Is "assert (this)" a viable pattern?

Question

Suppose the C++ below. Before calling of a->method1() it has an assert (a) to check if a is sane.

The call a->method2() has no such assertion; instead method2 itself checks for a valid this by means of assert (this).

It that viable code re. the C++ specification?

Even if it's covered by the standard, it not good style of course, and it's error prone if the code ever changes, e.g. if the method is refactored to a virtual method. I am just curios about what the standard has to say, and whether g++ code words by design or just by accident.

The code below works as expected with g++, i.e. the assertion in method2 triggers as intended, because just to call method2 no this pointer is needed.

#include <iostream>
#include <cassert>

struct A
{
    int a;
    A (int a) : a(a) {}

    void method1 ()
    {
        std::cout << a << std::endl;
    }

    void method2 ()
    {
        assert (this);
        std::cout << a << std::endl;
    }
};

void func1 (A *a)
{
    assert (a);
    a->method1();
}

void func2 (A *a)
{
    a->method2();
}

int main ()
{
    func1 (new A (1));
    func2 (new A (2));
    func2 (nullptr);
}

Output

1
2
Assertion failed: this, file main.cpp, line 16

Answer 1

Answering your question up front: "C++: Is "assert (this)" a viable pattern?" - No.
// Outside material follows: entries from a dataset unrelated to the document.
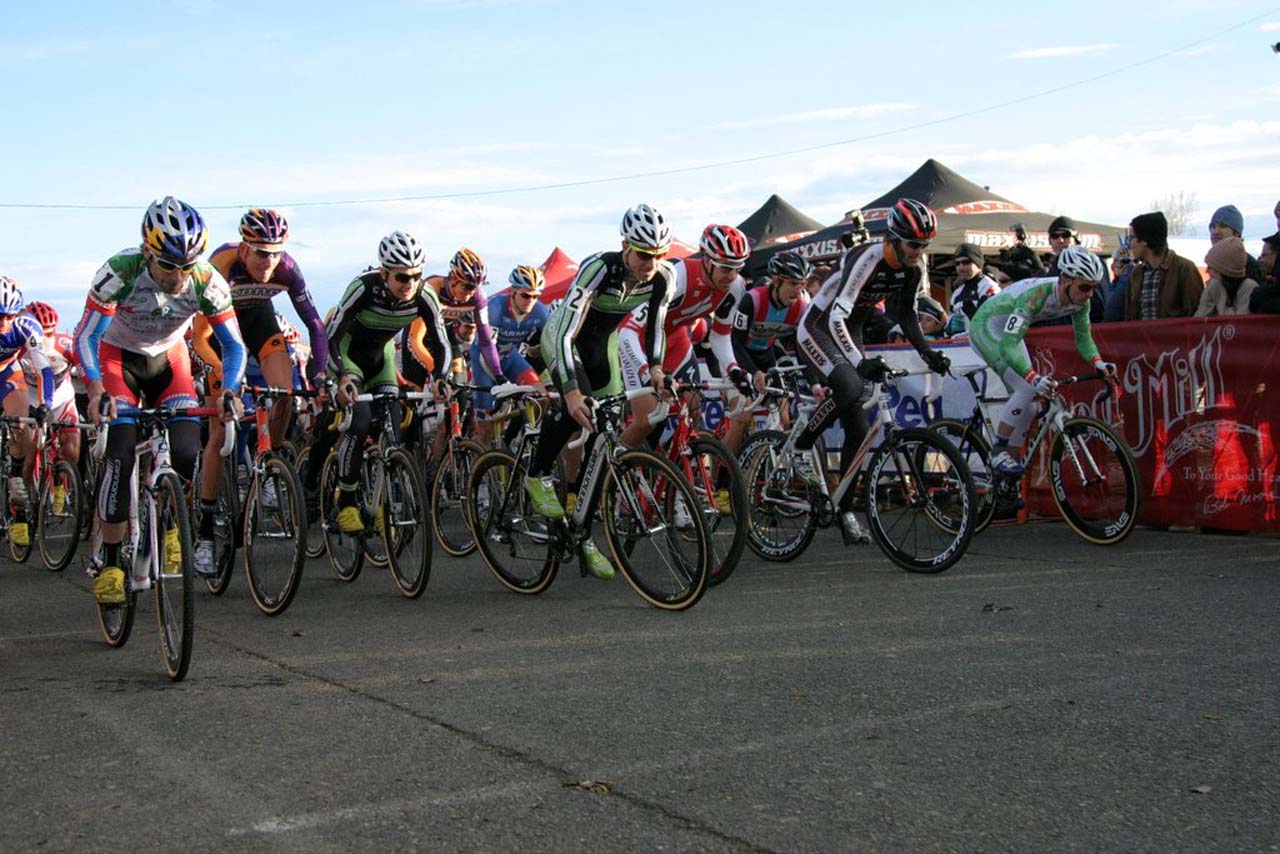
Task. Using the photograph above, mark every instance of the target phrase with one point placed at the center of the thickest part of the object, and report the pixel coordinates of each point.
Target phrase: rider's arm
(568, 316)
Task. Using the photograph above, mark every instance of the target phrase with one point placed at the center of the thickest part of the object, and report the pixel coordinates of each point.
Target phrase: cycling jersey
(585, 323)
(250, 295)
(1001, 323)
(24, 337)
(869, 273)
(472, 310)
(129, 311)
(364, 327)
(759, 323)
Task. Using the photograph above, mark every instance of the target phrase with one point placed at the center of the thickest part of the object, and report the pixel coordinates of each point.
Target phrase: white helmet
(10, 296)
(647, 229)
(401, 250)
(1079, 263)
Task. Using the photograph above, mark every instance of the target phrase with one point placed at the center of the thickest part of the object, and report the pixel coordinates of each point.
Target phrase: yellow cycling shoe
(350, 520)
(109, 587)
(172, 552)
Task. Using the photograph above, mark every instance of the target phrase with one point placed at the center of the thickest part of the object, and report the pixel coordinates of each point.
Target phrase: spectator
(972, 287)
(1121, 266)
(1228, 222)
(1266, 298)
(1162, 283)
(1229, 288)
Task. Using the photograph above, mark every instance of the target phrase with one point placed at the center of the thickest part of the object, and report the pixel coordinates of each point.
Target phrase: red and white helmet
(725, 246)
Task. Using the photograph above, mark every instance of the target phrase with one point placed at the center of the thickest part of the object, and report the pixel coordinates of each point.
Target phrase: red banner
(1197, 409)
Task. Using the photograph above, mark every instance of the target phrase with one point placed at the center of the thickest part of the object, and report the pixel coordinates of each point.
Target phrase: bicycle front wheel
(174, 576)
(515, 542)
(274, 537)
(919, 501)
(1095, 480)
(448, 492)
(406, 529)
(58, 516)
(656, 534)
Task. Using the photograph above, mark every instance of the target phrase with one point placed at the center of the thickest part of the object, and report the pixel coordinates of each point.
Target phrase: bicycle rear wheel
(58, 523)
(407, 528)
(515, 542)
(781, 521)
(663, 551)
(977, 455)
(346, 551)
(919, 501)
(174, 576)
(1095, 480)
(717, 480)
(448, 493)
(274, 537)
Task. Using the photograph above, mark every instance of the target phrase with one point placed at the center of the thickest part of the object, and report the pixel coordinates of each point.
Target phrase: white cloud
(1064, 50)
(860, 112)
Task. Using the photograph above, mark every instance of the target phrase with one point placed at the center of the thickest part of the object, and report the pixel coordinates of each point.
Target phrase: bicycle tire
(448, 498)
(1118, 517)
(648, 506)
(977, 455)
(767, 508)
(274, 578)
(176, 616)
(515, 543)
(346, 552)
(58, 553)
(714, 465)
(407, 523)
(942, 488)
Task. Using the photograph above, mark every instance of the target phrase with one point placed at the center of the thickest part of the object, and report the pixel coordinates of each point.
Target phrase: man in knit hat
(1228, 222)
(1164, 284)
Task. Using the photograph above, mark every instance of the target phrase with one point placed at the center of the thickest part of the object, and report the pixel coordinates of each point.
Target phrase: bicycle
(636, 492)
(1097, 492)
(60, 499)
(158, 523)
(393, 501)
(714, 475)
(915, 487)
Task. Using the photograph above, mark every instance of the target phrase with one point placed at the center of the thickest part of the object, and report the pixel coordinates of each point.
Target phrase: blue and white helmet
(1079, 263)
(645, 229)
(401, 250)
(10, 296)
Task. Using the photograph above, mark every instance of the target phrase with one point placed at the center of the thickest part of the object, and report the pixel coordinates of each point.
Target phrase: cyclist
(580, 346)
(131, 345)
(60, 351)
(708, 284)
(764, 315)
(378, 305)
(830, 333)
(1001, 323)
(517, 319)
(21, 336)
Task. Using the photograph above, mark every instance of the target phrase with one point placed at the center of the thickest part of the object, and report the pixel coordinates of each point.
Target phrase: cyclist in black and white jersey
(830, 333)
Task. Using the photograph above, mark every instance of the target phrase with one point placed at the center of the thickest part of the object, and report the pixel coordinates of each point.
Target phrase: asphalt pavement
(1043, 695)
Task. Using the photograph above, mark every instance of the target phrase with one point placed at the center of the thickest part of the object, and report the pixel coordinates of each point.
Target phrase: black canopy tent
(777, 222)
(968, 213)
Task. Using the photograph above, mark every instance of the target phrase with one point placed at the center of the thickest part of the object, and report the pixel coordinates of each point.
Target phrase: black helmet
(912, 220)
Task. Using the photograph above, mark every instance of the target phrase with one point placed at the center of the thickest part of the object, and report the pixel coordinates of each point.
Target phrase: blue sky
(225, 103)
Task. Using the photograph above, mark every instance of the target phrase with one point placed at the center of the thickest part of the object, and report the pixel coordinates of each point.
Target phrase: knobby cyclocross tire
(58, 531)
(174, 592)
(275, 537)
(663, 555)
(977, 455)
(919, 501)
(1101, 511)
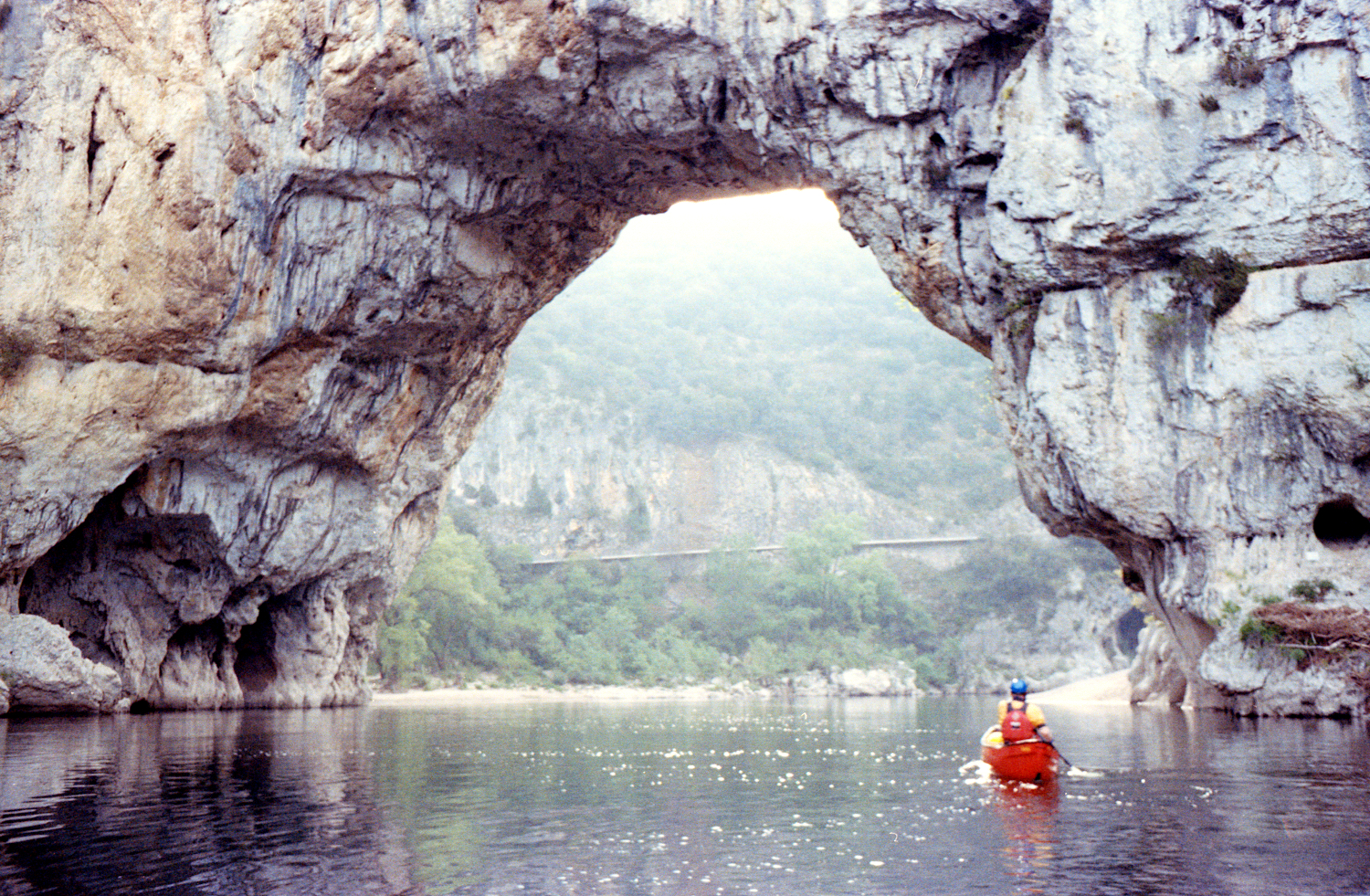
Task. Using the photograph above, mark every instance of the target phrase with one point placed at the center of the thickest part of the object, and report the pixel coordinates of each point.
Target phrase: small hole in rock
(1340, 525)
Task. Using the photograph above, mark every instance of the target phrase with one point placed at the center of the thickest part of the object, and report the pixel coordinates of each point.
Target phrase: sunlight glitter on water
(807, 799)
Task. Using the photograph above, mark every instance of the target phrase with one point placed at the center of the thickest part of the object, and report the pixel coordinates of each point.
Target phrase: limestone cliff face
(259, 262)
(611, 488)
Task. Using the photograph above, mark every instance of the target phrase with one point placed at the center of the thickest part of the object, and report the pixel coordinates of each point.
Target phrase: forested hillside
(761, 328)
(770, 325)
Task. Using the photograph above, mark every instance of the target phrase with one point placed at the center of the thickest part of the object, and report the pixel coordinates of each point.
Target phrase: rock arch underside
(260, 260)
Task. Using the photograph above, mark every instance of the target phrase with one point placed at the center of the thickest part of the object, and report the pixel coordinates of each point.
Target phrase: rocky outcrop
(43, 671)
(610, 487)
(260, 262)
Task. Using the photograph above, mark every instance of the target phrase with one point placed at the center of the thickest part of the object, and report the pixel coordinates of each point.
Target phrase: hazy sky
(773, 225)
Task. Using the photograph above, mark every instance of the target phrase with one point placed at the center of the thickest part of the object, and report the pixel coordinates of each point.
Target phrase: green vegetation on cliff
(788, 334)
(470, 608)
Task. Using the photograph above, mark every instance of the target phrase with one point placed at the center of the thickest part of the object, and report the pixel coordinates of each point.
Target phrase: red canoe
(1024, 761)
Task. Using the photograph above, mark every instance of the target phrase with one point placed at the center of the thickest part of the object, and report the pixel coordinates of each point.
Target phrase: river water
(706, 797)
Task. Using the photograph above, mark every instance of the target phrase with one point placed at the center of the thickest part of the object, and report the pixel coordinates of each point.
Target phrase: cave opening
(255, 662)
(1129, 630)
(1340, 525)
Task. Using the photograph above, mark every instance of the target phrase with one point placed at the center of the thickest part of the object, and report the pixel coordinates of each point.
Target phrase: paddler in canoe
(1019, 747)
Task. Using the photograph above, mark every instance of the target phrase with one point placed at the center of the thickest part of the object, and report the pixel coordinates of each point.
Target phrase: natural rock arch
(263, 259)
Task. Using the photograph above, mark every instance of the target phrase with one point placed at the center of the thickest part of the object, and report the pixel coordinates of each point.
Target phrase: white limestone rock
(46, 673)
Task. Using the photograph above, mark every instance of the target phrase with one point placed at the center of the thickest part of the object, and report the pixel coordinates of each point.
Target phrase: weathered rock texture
(259, 262)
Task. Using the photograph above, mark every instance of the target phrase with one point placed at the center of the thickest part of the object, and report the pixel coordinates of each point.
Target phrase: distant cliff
(262, 259)
(607, 488)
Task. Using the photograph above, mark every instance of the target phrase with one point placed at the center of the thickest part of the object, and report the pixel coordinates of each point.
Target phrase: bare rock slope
(259, 263)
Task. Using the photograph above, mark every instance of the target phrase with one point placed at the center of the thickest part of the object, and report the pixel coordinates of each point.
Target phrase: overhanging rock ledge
(260, 260)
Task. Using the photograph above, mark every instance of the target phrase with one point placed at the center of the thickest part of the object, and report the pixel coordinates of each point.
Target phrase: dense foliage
(470, 608)
(745, 328)
(785, 334)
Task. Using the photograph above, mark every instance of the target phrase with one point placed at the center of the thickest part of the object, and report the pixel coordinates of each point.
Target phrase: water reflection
(792, 799)
(195, 803)
(1027, 816)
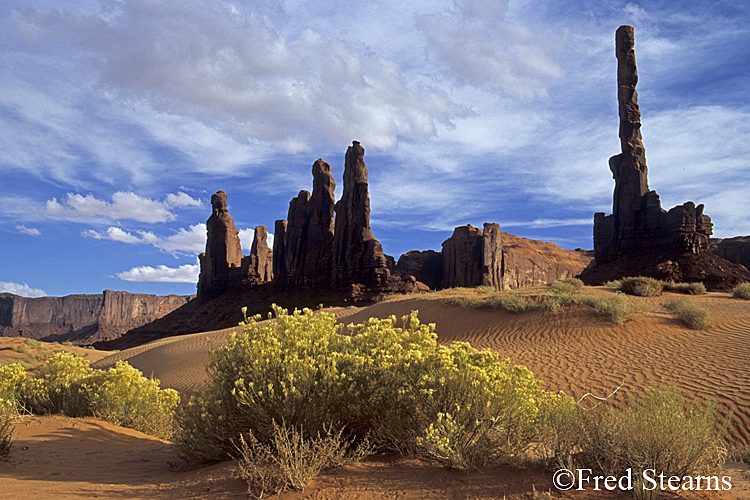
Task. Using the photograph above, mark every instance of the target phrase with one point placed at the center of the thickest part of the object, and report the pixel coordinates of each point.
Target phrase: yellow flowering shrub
(380, 380)
(121, 395)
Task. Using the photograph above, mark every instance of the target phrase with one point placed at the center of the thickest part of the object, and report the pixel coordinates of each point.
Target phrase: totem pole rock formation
(640, 238)
(258, 266)
(223, 252)
(303, 244)
(357, 256)
(638, 223)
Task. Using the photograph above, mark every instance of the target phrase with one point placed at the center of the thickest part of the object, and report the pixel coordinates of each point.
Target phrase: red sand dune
(575, 351)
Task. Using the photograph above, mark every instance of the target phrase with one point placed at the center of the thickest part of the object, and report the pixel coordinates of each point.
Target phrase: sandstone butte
(324, 252)
(640, 238)
(82, 319)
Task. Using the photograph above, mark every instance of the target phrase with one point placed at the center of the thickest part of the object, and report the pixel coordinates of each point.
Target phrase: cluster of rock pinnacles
(328, 244)
(325, 244)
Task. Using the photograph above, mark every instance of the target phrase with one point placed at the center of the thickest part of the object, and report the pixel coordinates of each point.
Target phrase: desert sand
(574, 351)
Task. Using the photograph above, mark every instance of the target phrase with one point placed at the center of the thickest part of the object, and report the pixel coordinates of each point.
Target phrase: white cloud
(124, 205)
(162, 274)
(182, 200)
(235, 65)
(21, 289)
(190, 240)
(31, 231)
(483, 47)
(246, 239)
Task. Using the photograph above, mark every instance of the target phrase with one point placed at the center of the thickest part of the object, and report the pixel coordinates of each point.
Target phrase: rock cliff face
(641, 238)
(82, 319)
(473, 257)
(736, 250)
(357, 256)
(528, 263)
(303, 244)
(426, 267)
(489, 257)
(222, 262)
(258, 266)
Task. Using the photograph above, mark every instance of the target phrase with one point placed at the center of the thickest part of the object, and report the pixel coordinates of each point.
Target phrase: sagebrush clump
(388, 383)
(641, 286)
(663, 430)
(690, 313)
(742, 291)
(67, 384)
(615, 307)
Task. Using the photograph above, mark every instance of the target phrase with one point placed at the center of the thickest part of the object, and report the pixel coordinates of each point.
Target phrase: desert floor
(576, 351)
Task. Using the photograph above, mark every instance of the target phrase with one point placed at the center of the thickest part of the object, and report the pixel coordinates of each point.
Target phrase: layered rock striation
(474, 257)
(82, 319)
(638, 222)
(640, 237)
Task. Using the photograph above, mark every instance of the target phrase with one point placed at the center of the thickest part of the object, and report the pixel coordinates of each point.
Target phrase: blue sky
(119, 119)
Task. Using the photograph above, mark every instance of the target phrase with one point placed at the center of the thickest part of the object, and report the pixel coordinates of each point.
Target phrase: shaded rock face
(473, 257)
(736, 250)
(426, 267)
(640, 238)
(82, 319)
(258, 266)
(221, 263)
(489, 257)
(638, 222)
(303, 244)
(357, 256)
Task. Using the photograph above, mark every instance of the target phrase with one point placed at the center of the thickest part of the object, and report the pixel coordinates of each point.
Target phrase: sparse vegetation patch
(690, 313)
(641, 286)
(742, 291)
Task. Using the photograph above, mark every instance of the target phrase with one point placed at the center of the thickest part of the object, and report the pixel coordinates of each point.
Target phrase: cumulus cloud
(31, 231)
(162, 274)
(233, 64)
(21, 289)
(124, 205)
(482, 46)
(190, 240)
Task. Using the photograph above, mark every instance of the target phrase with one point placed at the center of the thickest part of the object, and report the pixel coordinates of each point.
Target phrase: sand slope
(57, 457)
(574, 351)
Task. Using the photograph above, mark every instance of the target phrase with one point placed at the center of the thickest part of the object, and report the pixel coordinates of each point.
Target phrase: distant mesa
(325, 245)
(82, 319)
(640, 237)
(325, 252)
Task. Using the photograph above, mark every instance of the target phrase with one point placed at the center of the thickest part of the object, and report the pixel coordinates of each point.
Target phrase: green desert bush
(663, 430)
(510, 302)
(558, 427)
(6, 435)
(566, 286)
(690, 313)
(616, 307)
(742, 291)
(641, 286)
(122, 395)
(380, 380)
(686, 288)
(291, 460)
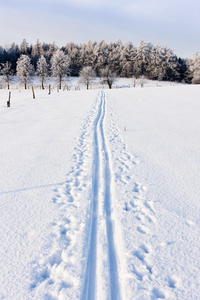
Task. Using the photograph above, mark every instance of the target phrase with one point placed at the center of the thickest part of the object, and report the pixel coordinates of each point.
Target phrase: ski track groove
(101, 154)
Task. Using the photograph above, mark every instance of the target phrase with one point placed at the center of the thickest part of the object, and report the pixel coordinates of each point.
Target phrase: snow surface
(92, 211)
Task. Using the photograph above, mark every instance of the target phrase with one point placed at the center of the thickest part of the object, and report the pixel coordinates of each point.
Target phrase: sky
(175, 23)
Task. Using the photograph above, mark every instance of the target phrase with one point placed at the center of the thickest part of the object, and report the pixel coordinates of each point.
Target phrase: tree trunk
(60, 82)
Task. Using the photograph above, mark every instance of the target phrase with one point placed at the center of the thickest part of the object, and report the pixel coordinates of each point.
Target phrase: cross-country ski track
(101, 186)
(100, 194)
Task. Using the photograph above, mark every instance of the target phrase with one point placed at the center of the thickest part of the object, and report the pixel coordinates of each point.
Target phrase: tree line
(102, 59)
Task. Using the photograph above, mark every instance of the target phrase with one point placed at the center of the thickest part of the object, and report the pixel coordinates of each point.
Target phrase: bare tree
(87, 76)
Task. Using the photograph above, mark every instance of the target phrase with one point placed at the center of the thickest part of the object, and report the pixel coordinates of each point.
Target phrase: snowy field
(92, 211)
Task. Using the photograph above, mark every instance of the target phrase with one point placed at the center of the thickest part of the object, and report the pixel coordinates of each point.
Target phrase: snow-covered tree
(108, 77)
(87, 76)
(24, 69)
(195, 69)
(42, 69)
(127, 55)
(60, 66)
(24, 47)
(6, 71)
(140, 60)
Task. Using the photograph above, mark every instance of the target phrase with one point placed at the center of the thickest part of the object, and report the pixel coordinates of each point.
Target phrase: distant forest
(125, 60)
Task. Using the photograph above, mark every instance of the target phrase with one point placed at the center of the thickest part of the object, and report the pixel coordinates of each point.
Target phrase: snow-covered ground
(90, 210)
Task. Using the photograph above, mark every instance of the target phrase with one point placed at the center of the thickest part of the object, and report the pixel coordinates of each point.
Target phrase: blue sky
(172, 22)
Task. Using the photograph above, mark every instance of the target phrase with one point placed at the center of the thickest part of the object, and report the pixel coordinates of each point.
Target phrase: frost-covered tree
(60, 63)
(108, 77)
(24, 69)
(24, 47)
(42, 69)
(6, 71)
(195, 69)
(87, 76)
(140, 60)
(127, 55)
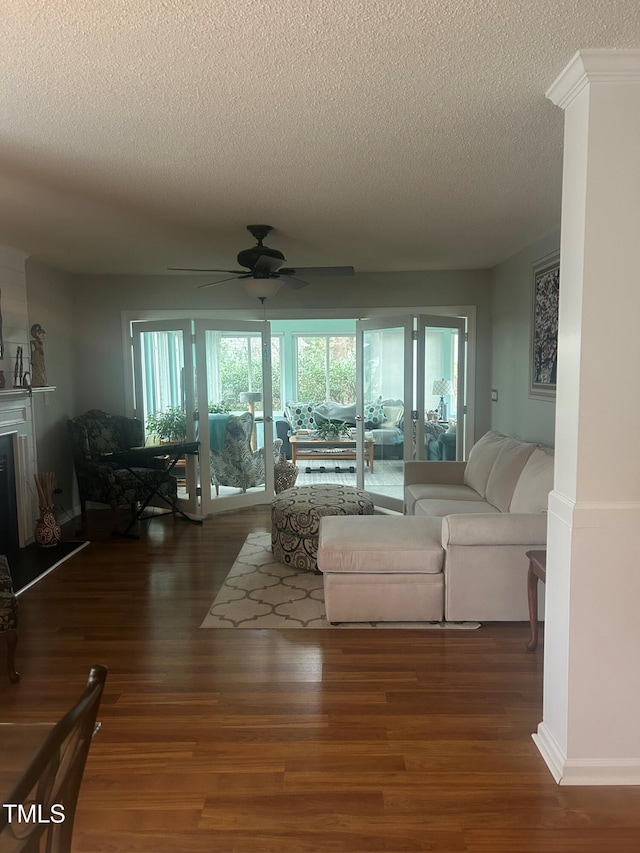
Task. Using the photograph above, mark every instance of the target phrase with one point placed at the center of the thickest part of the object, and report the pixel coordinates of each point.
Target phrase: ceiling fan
(265, 263)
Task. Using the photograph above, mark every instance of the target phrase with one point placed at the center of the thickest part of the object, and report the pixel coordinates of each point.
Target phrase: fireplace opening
(9, 537)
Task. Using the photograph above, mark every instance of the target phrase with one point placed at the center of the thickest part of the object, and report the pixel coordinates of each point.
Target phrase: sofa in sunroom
(384, 419)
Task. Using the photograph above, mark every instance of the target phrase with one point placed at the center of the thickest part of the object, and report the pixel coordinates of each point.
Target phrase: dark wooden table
(141, 457)
(537, 572)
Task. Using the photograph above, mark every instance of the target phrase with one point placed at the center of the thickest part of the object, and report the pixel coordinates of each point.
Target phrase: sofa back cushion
(506, 471)
(531, 493)
(329, 411)
(300, 415)
(481, 460)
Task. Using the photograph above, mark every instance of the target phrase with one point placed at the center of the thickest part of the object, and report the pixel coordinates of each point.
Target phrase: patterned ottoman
(8, 617)
(295, 519)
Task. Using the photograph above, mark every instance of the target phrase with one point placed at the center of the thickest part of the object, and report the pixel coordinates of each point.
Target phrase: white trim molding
(584, 771)
(593, 66)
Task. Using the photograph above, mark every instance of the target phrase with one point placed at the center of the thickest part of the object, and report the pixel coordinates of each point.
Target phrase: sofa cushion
(374, 414)
(380, 544)
(440, 508)
(446, 491)
(531, 493)
(300, 415)
(482, 457)
(330, 411)
(506, 470)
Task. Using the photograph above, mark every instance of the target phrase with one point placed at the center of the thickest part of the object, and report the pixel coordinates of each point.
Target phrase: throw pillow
(374, 414)
(300, 415)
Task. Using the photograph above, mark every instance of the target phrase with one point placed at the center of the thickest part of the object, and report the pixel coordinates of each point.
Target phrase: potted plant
(332, 430)
(168, 426)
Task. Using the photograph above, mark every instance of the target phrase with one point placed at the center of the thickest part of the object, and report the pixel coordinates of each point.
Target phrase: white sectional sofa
(478, 520)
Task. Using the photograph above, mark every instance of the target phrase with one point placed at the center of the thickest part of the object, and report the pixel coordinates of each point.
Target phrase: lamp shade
(250, 396)
(442, 387)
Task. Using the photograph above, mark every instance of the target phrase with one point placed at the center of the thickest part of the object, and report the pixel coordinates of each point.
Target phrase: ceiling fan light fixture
(262, 288)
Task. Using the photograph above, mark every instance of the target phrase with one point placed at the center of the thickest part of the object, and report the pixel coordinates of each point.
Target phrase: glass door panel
(384, 361)
(441, 388)
(164, 394)
(234, 391)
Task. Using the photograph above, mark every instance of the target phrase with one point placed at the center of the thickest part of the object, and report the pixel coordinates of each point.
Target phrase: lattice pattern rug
(261, 593)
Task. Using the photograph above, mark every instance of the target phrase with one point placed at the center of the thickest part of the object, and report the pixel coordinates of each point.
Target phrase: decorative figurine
(1, 338)
(38, 370)
(17, 371)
assert(this); is pointless. The C++ standard guarantees that the this pointer is never nullptr in valid programs.

If your program has undefined behaviour then all bets are, of course, off and this might be nullptr. But an assert is not the correct fix in that case, fixing the UB is.

Answer 2

Even if it's [permitted] by the standard

It isn't.

---

it not good style of course

Nope.

---

and it's error prone if the code ever changes, e.g. if the method is refactored to a virtual method.

I concede that a virtual member function is more likely to cause a "crash" here, but you already have undefined behaviour and that's not just a theoretical concern: you can expect things like the assertion or conditions to be elided, or other weird things to happen.

This pattern is a big no-no.

---

I am just curios about what the standard has to say

It says:

[expr.ref/2] [..] For the second option (arrow) the first expression shall be a prvalue having pointer type. The expression E1->E2 is converted to the equivalent form (*(E1)).E2 [..]

[expr.unary.op/1] The unary * operator performs indirection: the expression to which it is applied shall be a pointer to an object type, or a pointer to a function type and the result is an lvalue referring to the object or function to which the expression points. [..]

Notice that it doesn't explicitly say "the object must exist", but by saying that the expression refers to the object, it implicitly tells us that there must be an object. This sort of "gap" falls directly into the definition of undefined behaviour, by design.

---

whether g++ code words by design or just by accident.

The last one.

Answer 3

this cannot be nullptr, (else there is already undefined behavior).

in your case

a->method2(); // with a == nullptr

invokes undefined behavior, so checking afterward is useless.

Better signature to mean not null pointer is reference:

void func3(A& a)
{
    a.method1();
}

int main ()
{
    A a1(1); // no new, so no (missing) delete :-)
    A a2(2);

    func1(&a1);
    func2(&a2);
    func2(nullptr); :/
    func3(a1);
}